L’oliva bianca:le curiosità

Nell’antichità era conosciuta con il nome Leucokasos e il suo luogo d’origine era l’isola di Kasos in Grecia. L’oliva bianca era molto famosa e richiesta e veniva piantata in luoghi sacri come nei giardini dei templi.

Completamente insapore e quindi non adatta a uso alimentare, veniva utilizzata per scopi religiosi e il suo olio era impiegato anche per essere bruciato nelle lanterne.

Si trattava infatti di un olio speciale che non produceva fumo. Era chiamato infatti “olio del crisma” e se il nome vi ricorda qualcosa, ci avete visto lungo, perché il sacramento della cresima prende il suo nome proprio da lui.

L’oliva bianca veniva spremuta per ottenere un unguento o un prodotto da usare per far funzionare le lanterne.

Il suo utilizzo venne anche citato nella Bibbia, dove si può leggere della consuetudine che c’era di ungere le persone di rango superiore e importanti per la società, proprio con l’olio ottenuto dall‘oliva bianca.

Oliva

Il ritorno

E adesso è tornata, grazie al duro lavoro e al costante impegno di Alessio Grandicelli, un grande appassionato della cultura etrusco-fallisca.

Perché è solo grazie alla sua passione che abbiamo più possibilità di vedere l’oliva bianca qui da noi in Italia. In realtà esistono ben pochissimi ulivi e si trovano in Toscana e in Calabria (addirittura ci sono anche delle coltivazioni).

Altre piante sono al momento conservate nei laboratori che stanno lavorando con lo scopo di studiare a fondo le caratteristiche dell’olio.

L’obiettivo è quello di salvaguardarla il più possibile, per cercare di recuperarla definitivamente. Un suo eventuale recupero potrebbe essere molto interessante dal punto di vista cosmetico.

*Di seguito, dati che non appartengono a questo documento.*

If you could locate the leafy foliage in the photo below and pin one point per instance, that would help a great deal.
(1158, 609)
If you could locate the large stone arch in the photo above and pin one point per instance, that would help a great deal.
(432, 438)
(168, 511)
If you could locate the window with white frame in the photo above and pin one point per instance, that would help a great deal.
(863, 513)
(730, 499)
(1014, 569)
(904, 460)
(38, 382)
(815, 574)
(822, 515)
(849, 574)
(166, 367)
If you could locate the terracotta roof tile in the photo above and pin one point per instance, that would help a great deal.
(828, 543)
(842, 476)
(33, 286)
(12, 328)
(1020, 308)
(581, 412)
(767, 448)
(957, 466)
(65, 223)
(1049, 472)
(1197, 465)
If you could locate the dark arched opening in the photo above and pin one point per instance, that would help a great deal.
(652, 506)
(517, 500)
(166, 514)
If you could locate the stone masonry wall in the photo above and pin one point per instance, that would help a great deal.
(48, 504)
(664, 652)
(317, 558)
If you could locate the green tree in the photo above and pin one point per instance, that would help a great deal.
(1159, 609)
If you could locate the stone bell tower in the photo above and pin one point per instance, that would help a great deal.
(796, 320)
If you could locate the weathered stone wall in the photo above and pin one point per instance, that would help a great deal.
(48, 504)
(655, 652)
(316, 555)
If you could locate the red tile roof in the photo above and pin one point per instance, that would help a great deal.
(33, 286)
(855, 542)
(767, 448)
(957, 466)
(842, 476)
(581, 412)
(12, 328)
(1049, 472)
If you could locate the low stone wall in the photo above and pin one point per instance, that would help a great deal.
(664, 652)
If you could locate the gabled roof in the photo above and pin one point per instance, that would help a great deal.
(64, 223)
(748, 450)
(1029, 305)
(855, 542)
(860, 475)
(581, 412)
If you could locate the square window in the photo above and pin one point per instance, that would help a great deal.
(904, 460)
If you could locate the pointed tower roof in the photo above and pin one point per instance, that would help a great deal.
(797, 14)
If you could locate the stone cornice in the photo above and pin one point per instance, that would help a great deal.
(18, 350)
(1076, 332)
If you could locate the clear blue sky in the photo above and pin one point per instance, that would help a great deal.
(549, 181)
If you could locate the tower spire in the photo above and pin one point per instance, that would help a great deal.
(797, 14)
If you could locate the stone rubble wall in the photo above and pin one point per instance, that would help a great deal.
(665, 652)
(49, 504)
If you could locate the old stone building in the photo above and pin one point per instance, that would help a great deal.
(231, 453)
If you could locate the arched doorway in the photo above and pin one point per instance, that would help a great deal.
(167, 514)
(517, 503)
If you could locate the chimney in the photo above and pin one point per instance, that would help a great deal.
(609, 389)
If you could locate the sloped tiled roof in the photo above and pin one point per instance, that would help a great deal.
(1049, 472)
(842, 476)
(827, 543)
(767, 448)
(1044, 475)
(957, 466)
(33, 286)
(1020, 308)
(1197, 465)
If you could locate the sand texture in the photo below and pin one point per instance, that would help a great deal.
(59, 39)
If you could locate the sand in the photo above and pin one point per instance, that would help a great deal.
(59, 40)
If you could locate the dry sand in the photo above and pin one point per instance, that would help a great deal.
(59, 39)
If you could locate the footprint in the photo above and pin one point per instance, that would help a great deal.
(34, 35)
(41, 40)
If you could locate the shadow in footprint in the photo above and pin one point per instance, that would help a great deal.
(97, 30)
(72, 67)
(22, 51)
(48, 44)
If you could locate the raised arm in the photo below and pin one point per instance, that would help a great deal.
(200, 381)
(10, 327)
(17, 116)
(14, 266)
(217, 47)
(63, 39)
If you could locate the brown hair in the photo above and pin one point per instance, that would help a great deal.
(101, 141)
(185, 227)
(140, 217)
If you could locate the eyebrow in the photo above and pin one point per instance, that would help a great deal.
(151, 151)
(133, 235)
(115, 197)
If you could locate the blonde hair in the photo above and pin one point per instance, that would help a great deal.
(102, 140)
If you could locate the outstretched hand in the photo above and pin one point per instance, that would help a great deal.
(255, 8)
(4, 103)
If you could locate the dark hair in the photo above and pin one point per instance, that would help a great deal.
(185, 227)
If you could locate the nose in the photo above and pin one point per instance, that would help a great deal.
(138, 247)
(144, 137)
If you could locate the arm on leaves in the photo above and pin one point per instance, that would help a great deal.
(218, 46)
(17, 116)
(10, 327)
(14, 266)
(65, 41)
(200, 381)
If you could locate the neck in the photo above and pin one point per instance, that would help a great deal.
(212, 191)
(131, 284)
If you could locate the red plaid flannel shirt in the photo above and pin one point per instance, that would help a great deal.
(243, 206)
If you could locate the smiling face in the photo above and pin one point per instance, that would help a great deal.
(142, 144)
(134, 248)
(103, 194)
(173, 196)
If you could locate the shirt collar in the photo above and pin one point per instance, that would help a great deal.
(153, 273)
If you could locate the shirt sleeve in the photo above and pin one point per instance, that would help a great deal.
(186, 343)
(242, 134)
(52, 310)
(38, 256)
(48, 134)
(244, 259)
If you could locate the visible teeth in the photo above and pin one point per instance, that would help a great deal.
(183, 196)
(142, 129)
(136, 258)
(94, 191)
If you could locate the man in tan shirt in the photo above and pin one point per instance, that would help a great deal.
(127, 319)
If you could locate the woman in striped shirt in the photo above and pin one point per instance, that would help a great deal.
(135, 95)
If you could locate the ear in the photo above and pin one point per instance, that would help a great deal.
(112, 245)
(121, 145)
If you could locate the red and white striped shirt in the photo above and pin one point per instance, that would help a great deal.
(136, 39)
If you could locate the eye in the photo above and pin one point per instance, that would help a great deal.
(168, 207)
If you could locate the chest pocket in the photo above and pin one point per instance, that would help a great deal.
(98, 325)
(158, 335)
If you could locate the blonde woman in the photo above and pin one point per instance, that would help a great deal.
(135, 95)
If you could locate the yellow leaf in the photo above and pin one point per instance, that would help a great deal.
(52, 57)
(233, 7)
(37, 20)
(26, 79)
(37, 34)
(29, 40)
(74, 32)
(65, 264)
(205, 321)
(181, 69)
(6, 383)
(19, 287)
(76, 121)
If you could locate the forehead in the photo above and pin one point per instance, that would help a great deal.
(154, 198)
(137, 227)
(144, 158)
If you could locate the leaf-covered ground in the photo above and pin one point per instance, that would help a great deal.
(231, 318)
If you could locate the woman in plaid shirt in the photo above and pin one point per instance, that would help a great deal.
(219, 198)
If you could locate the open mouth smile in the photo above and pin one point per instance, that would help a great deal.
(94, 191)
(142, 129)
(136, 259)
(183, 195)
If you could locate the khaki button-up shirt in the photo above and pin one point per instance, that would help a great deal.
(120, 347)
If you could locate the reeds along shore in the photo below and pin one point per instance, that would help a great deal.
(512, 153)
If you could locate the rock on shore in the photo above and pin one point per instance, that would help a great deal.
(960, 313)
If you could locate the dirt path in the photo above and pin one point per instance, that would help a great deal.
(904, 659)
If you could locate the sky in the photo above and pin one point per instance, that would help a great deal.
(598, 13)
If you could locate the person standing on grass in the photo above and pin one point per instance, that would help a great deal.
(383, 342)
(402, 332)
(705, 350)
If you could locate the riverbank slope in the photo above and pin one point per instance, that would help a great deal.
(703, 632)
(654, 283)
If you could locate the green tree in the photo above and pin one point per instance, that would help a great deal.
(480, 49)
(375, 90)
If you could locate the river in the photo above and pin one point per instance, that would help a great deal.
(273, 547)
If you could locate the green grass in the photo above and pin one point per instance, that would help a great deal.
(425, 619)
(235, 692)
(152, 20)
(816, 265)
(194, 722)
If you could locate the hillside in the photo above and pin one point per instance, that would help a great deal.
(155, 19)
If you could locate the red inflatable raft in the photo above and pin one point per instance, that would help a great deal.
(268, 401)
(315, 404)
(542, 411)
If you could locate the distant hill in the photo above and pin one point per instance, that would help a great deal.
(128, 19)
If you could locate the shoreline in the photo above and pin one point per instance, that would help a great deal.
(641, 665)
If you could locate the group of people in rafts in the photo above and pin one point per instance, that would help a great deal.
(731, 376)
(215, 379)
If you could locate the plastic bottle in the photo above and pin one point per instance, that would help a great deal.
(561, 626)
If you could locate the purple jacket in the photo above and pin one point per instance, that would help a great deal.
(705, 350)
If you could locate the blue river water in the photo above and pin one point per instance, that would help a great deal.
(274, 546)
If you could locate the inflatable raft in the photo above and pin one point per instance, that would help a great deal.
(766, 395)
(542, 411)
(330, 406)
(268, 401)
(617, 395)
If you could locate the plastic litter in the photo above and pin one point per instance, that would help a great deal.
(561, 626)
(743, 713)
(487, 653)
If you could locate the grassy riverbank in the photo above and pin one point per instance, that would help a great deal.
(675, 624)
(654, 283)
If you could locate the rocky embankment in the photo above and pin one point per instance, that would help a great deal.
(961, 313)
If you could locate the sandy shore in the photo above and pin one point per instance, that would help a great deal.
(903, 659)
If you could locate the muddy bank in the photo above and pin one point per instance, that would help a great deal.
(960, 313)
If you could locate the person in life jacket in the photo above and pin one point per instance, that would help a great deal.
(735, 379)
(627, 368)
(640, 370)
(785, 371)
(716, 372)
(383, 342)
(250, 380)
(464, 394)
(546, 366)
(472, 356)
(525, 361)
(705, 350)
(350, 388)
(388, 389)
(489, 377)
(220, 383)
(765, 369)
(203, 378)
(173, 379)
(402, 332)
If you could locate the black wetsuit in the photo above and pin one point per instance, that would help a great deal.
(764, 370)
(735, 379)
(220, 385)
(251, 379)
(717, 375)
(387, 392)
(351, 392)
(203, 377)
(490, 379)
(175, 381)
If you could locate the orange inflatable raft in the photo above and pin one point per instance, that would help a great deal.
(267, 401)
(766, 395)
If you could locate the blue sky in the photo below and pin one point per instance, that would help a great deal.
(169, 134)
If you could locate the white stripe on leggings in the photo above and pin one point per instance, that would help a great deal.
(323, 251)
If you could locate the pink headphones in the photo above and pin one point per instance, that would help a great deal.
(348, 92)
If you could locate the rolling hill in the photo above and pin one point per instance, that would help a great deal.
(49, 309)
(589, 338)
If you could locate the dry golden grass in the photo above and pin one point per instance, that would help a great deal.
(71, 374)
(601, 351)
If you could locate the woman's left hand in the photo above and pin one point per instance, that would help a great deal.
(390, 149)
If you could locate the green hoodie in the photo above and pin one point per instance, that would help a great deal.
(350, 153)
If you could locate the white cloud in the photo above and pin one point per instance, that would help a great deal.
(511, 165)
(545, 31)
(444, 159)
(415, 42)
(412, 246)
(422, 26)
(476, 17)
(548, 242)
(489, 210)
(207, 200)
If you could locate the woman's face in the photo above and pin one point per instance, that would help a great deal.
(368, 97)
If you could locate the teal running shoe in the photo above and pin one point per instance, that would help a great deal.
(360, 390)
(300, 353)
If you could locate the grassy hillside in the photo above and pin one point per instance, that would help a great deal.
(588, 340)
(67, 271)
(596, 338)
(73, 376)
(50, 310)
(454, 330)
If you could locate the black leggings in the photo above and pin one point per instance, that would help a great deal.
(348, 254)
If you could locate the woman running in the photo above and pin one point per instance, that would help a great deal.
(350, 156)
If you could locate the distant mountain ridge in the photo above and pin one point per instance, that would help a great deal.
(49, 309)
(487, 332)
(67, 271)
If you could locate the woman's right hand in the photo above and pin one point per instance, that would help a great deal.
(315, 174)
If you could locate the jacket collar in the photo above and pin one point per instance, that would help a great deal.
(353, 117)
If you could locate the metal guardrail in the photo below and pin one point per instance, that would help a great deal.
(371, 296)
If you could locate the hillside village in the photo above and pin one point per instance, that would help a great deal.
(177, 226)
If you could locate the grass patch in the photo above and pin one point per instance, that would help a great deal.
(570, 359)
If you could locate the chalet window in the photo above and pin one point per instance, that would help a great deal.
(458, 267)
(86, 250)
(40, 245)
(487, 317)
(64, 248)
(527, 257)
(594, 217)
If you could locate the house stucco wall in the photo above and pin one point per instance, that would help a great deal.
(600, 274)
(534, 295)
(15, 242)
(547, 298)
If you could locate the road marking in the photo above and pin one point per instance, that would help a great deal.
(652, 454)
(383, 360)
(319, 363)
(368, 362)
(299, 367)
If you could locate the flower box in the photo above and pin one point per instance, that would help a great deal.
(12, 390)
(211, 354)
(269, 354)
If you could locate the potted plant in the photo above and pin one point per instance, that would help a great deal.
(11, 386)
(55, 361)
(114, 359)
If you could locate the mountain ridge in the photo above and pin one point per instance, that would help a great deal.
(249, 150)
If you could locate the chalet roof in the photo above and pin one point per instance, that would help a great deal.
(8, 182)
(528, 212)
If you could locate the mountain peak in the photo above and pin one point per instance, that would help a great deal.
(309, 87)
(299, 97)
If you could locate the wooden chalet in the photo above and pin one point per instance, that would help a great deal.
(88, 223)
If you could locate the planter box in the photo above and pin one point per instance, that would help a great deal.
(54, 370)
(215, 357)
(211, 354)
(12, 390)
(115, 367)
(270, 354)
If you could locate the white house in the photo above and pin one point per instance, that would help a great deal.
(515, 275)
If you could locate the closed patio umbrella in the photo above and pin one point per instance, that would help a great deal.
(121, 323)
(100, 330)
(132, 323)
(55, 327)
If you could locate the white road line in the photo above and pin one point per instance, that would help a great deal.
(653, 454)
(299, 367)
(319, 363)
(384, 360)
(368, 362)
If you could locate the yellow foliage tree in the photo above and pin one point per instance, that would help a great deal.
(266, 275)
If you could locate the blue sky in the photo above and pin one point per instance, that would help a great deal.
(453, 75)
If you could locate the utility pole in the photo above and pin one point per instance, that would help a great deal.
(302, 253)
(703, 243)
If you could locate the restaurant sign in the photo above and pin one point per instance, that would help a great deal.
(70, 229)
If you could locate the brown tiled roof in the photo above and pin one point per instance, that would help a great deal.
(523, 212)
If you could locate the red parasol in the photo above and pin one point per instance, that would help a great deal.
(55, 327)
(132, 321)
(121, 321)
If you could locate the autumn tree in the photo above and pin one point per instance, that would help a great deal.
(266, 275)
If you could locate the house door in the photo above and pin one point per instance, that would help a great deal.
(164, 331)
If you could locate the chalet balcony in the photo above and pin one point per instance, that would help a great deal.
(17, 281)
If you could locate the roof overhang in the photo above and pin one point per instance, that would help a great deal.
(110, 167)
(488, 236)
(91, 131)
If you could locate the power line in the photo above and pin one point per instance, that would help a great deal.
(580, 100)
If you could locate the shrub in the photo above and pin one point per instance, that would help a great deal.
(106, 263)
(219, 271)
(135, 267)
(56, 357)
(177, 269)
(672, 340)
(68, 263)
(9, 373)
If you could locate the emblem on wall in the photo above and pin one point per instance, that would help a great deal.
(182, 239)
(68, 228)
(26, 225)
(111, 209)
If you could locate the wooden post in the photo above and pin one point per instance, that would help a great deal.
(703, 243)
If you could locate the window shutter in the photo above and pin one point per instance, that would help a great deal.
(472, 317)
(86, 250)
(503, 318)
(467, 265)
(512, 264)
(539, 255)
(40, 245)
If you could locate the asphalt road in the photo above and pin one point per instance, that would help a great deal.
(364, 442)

Ma anche alimentare: l’oliva bianca è insapore, ma combinandola con altri prodotti, il risultato finale potrebbe essere interessante e diverso.

Da qui potrebbe prendere il via qualche tradizione da tramandare di padre in figli, che abbia principalmente lo scopo di salvaguardare l’oliva bianca, che era quasi sparita.